Officers were seen looking at a photo on their phones and
showing it to people to see if they recognised a person of interest.
The event, billed as the first stop on Kirk's “The American
Comeback Tour,” had generated a polarising campus reaction.
An online petition calling for university administrators to
bar Kirk from appearing received nearly 1,000 signatures. The university issued
a statement last week citing First Amendment rights and affirming its
“commitment to free speech, intellectual inquiry, and constructive dialogue.”
Last week, Kirk posted on X images of news clips showing his
visit was sparking controversy. He wrote, “What's going on in Utah?”
The shooting drew swift condemnation across the political
aisle as Democratic officials joined Trump, who ordered flags lowered to
half-staff and issued a presidential proclamation, and Republican allies of
Kirk in decrying the violence.
“The attack on Charlie Kirk is disgusting, vile, and
reprehensible,” Democratic California Gov. Gavin Newsom, who last March hosted
Kirk on his podcast, posted on X.
“The murder of Charlie Kirk breaks my heart.
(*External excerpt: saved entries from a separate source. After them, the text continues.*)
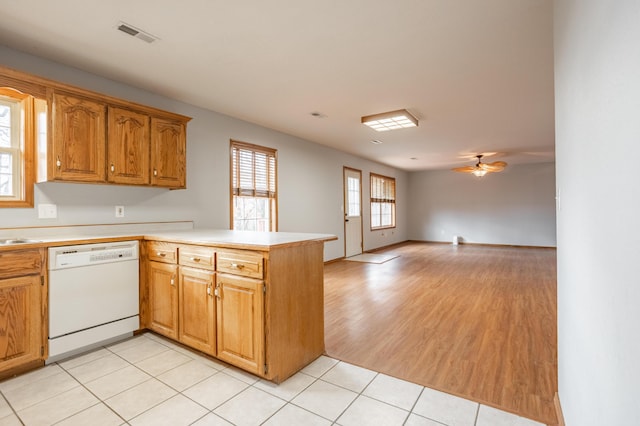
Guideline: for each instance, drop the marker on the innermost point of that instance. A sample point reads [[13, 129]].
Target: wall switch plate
[[47, 211]]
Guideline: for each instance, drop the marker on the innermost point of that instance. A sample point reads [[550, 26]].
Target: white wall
[[597, 80], [515, 207], [309, 175]]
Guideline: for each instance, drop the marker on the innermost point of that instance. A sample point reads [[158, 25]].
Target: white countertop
[[182, 232], [239, 238]]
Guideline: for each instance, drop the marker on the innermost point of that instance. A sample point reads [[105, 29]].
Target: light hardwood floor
[[474, 321]]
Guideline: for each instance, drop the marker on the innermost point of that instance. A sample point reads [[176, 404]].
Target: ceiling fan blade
[[466, 169], [494, 167]]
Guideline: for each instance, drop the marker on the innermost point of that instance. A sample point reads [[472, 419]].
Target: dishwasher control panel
[[92, 254]]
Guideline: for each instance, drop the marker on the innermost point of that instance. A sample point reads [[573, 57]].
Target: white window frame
[[253, 184], [24, 133], [382, 190]]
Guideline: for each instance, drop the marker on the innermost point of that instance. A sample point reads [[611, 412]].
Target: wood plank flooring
[[474, 321]]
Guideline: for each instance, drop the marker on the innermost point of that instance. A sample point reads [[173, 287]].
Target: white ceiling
[[477, 74]]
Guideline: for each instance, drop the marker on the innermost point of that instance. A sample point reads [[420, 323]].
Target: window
[[253, 187], [19, 130], [383, 202]]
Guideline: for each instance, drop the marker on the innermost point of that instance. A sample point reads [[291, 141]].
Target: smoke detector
[[136, 32]]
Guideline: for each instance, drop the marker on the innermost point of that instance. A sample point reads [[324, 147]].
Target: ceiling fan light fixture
[[480, 169], [392, 120]]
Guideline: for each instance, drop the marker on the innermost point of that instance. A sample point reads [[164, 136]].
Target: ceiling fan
[[481, 169]]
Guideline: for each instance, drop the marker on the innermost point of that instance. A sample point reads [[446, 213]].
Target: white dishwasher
[[93, 296]]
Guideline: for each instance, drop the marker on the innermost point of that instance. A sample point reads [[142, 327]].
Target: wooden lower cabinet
[[240, 322], [22, 310], [163, 298], [258, 309], [197, 309]]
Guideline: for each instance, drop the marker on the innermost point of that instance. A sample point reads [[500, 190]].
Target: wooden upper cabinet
[[78, 139], [127, 147], [168, 153]]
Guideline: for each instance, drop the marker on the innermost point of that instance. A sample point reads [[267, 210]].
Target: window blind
[[253, 170], [383, 189]]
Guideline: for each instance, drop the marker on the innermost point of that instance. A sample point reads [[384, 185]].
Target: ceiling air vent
[[135, 32]]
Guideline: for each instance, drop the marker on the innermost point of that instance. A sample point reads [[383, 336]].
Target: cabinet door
[[163, 298], [20, 321], [168, 153], [128, 147], [78, 139], [197, 309], [240, 322]]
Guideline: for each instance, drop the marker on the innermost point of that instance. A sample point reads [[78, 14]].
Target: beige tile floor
[[148, 380]]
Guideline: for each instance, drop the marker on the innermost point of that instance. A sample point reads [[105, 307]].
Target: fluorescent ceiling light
[[392, 120]]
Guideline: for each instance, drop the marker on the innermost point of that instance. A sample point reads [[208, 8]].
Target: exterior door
[[352, 212]]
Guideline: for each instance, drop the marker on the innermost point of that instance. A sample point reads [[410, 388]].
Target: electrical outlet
[[47, 211]]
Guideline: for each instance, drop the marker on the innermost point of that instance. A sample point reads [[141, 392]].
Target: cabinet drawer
[[20, 263], [240, 262], [162, 252], [196, 256]]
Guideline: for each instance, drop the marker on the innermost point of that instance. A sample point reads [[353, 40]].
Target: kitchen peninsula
[[251, 299]]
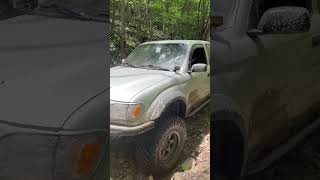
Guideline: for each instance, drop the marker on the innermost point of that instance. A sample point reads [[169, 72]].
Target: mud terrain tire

My deepest
sympathies are with his wife, two young children, and friends,” said Gabrielle
Giffords, the former Democratic congresswoman who was wounded in a 2011
shooting in her Arizona district.
The shooting appeared poised to become part of a spike of
political violence that has touched a range of ideologies and representatives
of both major parties.
The attacks include the assassination of a Minnesota state
lawmaker and her husband at their house in June, the firebombing of a Colorado
parade to demand Hamas release hostages, and a fire set at the house of
Pennsylvania's governor, who is Jewish, in April. The most notorious of these
events is the shooting of Trump during a campaign rally last year.
Former Utah congressman Jason Chaffetz, a Republican who was
at Wednesday's event, said in an interview on Fox News Channel that he heard
one shot and saw Kirk go back.
“It seemed like it was a close shot,” Chaffetz said, who
seemed shaken as he spoke.
He said there was a light police presence at the event and
Kirk had some security but not enough.
“Utah is one of the safest places on the planet,” he said.
“And so we just don't have these types of things.”
Turning Point was founded in suburban Chicago in 2012 by
Kirk, then 18, and William Montgomery, a tea party activist, to proselytize on
college campuses for low taxes and limited government. It was not an immediate
success.
But Kirk's zeal for confronting liberals in academia
eventually won over an influential set of conservative financiers.
Despite early misgivings, Turning Point enthusiastically
backed Trump after he clinched the GOP nomination in 2016. Kirk served as a
personal aide to Donald Trump Jr., the president's eldest son, during the
general election campaign.
Soon, Kirk was a regular presence on cable TV, where he
leaned into the culture wars and heaped praise on the then-president. Trump and
his son were equally effusive and often spoke at Turning Point conferences.